Sur les conclusions tendant à l’application des dispositions de l’article L. 761-1 du code de justice administrative :
7. M. B a été admis au bénéfice de l’aide juridictionnelle partielle. Par suite, son avocat peut se prévaloir des dispositions des articles L. 761-1 du code de justice administrative et 37 de la loi du 10 juillet 1991 relative à l’aide juridique. Il y a lieu, dans les circonstances de l’espèce, de mettre à la charge de l’Etat la somme de 1 200 euros à verser à Me Sgro, avocat de M. B, sur ce fondement, sous réserve qu’il renonce à percevoir la somme correspondant à la part contributive de l’Etat au titre de l’aide juridictionnelle.
D E C I D E :
Article 1er : La décision du 23 février 2022 du ministre de l’intérieur est annulée.
Article 2 : Il est enjoint au ministre de l’intérieur de statuer à nouveau sur la demande de naturalisation de M. B dans un délai de quatre mois à compter de la notification du présent jugement.
Article 3 : L’Etat versera à Me Sgro la somme globale de 1 200 euros au titre des articles L. 761-1 du code de justice administrative et 37 de la loi n°91-647 du 10 juillet 1991, sous réserve de sa renonciation à percevoir la somme correspondant à la part contributive de l’Etat au titre de l’aide juridictionnelle.
Article 4 : Le présent jugement sera notifié à M. A B, à Me Sgro et au ministre de l’intérieur.

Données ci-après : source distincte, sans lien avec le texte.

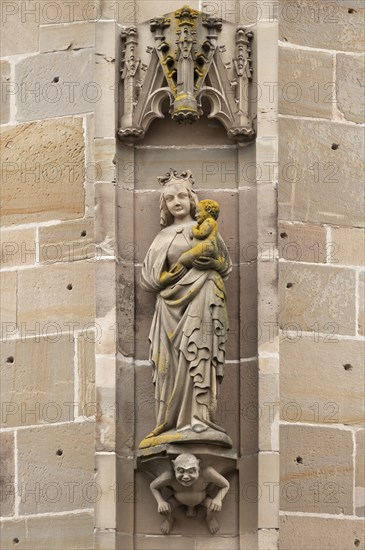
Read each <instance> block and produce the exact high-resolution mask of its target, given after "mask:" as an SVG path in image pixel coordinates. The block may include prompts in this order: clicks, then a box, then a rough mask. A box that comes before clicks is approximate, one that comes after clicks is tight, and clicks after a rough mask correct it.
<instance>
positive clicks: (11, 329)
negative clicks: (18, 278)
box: [0, 271, 17, 340]
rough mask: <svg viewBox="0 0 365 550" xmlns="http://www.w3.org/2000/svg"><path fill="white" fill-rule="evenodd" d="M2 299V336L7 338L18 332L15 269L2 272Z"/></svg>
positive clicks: (15, 273)
mask: <svg viewBox="0 0 365 550" xmlns="http://www.w3.org/2000/svg"><path fill="white" fill-rule="evenodd" d="M0 285H1V300H0V313H1V323H0V331H1V338H4V339H5V340H7V339H8V338H9V337H10V336H13V335H14V334H15V333H16V330H17V325H16V321H17V319H16V299H17V273H16V272H15V271H3V272H0Z"/></svg>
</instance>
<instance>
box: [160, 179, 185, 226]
mask: <svg viewBox="0 0 365 550" xmlns="http://www.w3.org/2000/svg"><path fill="white" fill-rule="evenodd" d="M164 197H165V201H166V206H167V209H168V211H169V212H170V214H172V216H173V217H174V218H175V220H183V219H184V218H186V217H187V216H190V197H189V194H188V191H187V189H186V187H185V185H182V184H181V183H174V184H171V185H169V186H168V187H167V188H166V190H165V192H164Z"/></svg>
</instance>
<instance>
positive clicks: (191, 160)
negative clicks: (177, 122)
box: [135, 128, 239, 191]
mask: <svg viewBox="0 0 365 550" xmlns="http://www.w3.org/2000/svg"><path fill="white" fill-rule="evenodd" d="M179 130H180V128H179ZM186 158H188V159H189V161H188V165H189V170H191V171H192V173H193V176H194V178H195V185H194V187H195V188H196V189H221V188H225V189H226V188H229V189H231V188H233V189H234V188H236V187H237V186H238V181H239V174H238V165H237V149H236V147H235V146H234V145H231V146H229V147H227V146H226V147H224V148H223V147H221V148H218V147H217V148H212V147H211V148H204V147H202V148H199V149H187V148H183V147H181V148H178V149H146V148H143V145H142V146H141V147H139V148H138V149H136V157H135V159H136V166H135V178H136V189H158V190H159V191H160V190H161V187H160V185H159V183H158V181H157V178H158V177H159V176H162V175H163V174H164V173H165V172H167V171H168V170H169V168H170V166H172V167H173V168H174V170H176V171H177V172H178V173H181V172H183V171H184V170H186V167H187V161H186Z"/></svg>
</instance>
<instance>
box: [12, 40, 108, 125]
mask: <svg viewBox="0 0 365 550" xmlns="http://www.w3.org/2000/svg"><path fill="white" fill-rule="evenodd" d="M93 61H94V59H93V55H92V49H91V48H86V49H83V50H78V51H75V50H69V51H66V52H53V53H42V54H40V55H39V56H32V57H28V58H26V59H22V60H21V61H19V62H18V63H17V64H16V66H15V80H16V82H19V83H20V86H19V91H18V93H17V96H16V107H17V114H16V116H17V120H19V121H27V120H37V119H42V118H45V117H55V116H64V115H70V114H79V113H86V112H89V111H93V110H94V108H95V103H96V102H97V101H99V100H100V98H101V95H102V92H101V89H100V88H97V87H96V85H95V82H94V80H95V79H94V74H93V70H94V69H93Z"/></svg>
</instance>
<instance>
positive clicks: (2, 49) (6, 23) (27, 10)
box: [0, 0, 41, 56]
mask: <svg viewBox="0 0 365 550" xmlns="http://www.w3.org/2000/svg"><path fill="white" fill-rule="evenodd" d="M34 4H36V6H35V5H34ZM37 4H38V10H39V7H40V5H41V3H40V2H39V3H34V2H33V1H32V0H25V1H24V2H21V3H19V2H13V3H8V4H6V3H4V4H3V6H2V10H1V32H0V35H1V41H0V51H1V55H2V56H7V55H18V54H22V53H28V52H29V53H30V52H36V51H37V50H38V26H39V17H38V18H37V16H36V15H32V14H31V12H32V11H34V9H36V10H37ZM27 12H28V13H27ZM14 29H16V30H17V32H14Z"/></svg>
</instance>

Délibéré après l’audience du 13 février 2025, à laquelle siégeaient :
M. Giraud, président,
Mme Beyls, conseillère,
M. Huet, conseiller.
Rendu public par mise à disposition au greffe le 6 mars 2025.
Le rapporteur,
F. HUET
Le président,
T. GIRAUD
Le greffier,
G. VIEL
La République mande et ordonne au ministre de l’intérieur en ce qui le concerne ou à tous commissaires de justice à ce requis en ce qui concerne les voies de droit commun contre les parties privées, de pourvoir à l’exécution de la présente décision.